Sorry for not being more clear in the uplift request.

Comment 27

[Ryan VanderMeulen [:RyanVM]]

Comment on attachment 9080126 [details]
Bug 1566540 - [10.15] Crash in [@ CrashReporter::TerminateHandler] r?spohl

Approved for 68.1esr as well. Same as the other macOS 10.15 bugs, not approving for an Fx68 dot release, however. Let's aim to have these fixes ride with Fx69/68.1esr in September.

Comment 28

[Sebastian Hengst [:aryx] (needinfo me if it's about an intermittent or backout)]

https://hg.mozilla.org/releases/mozilla-esr68/rev/3742058f21b5

Comment 30

[Camelia Badau [:cbadau], Desktop QA]

Attachment: error.png

I've tested with a demo from https://demo.bitmovin.com/demos/av1 (as you mentioned in comment 26) on macOS 10.15 Beta 3 (19A501i) using an old version of Nightly (2019-07-19) and the latest Nightly 70.0a1 (2019-08-05) - I received a playback error on both Nightly builds. It is ok? You can see the error in the "error.png" attachment.

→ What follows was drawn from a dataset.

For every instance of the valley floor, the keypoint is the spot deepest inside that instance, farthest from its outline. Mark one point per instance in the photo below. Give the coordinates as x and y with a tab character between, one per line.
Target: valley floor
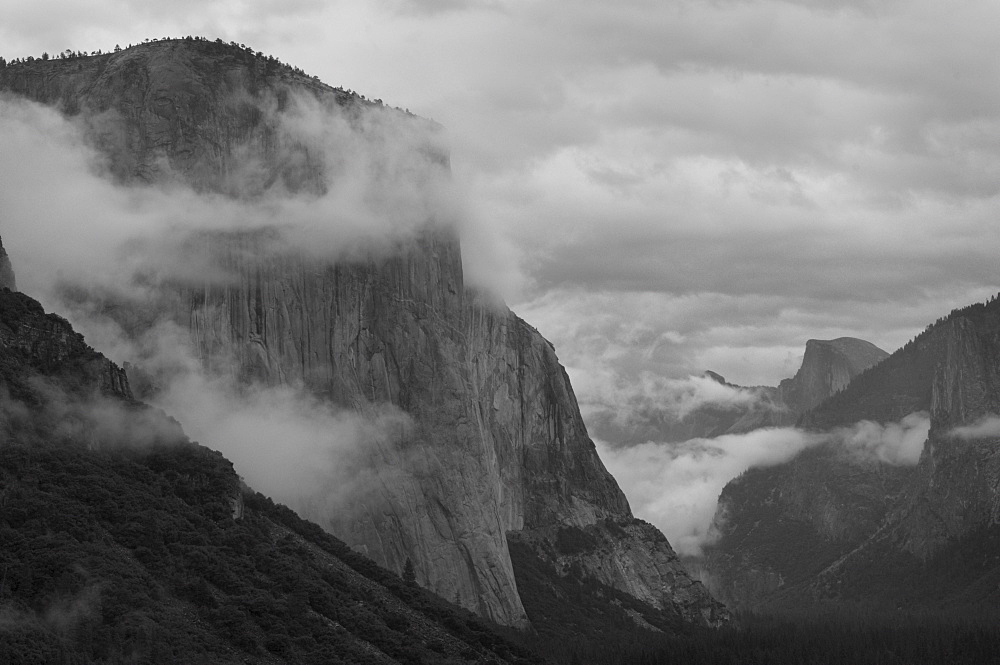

Also, can someone who initially reproduced the problem check that it is now fixed and there is no crash anymore?

Comment 31

[Haik Aftandilian [:haik]]

(In reply to Camelia Badau [:cbadau], Release Desktop QA from comment #30)

Created attachment 9083343 [details]
error.png

I've tested with a demo from https://demo.bitmovin.com/demos/av1 (as you mentioned in comment 26) on macOS 10.15 Beta 3 (19A501i) using an old version of Nightly (2019-07-19) and the latest Nightly 70.0a1 (2019-08-05) - I received a playback error on both Nightly builds. It is ok?

No, that error indicates we have a problem which is probably that the RDD process is crashing. We need to determine why we're getting that error on the latest Nightly. Could you file a new bug for this issue?

Due to bug 1570451, we can't test/debug on the latest Catalina build.

Comment 32

[Camelia Badau [:cbadau], Desktop QA]

I've retested today on macOS 10.15 Beta 4 (19A512f) using latest Nightly 70.0a1 (2019-08-08) and the playback error mentioned in comment 30 isn't displayed anymore: the demo correctly plays and works. It seems that the error appears only on macOS 10.15 Beta 3, but it's fixed on macOS 10.15 Beta 4. In this case, I don't think it is necessary to log a new bug.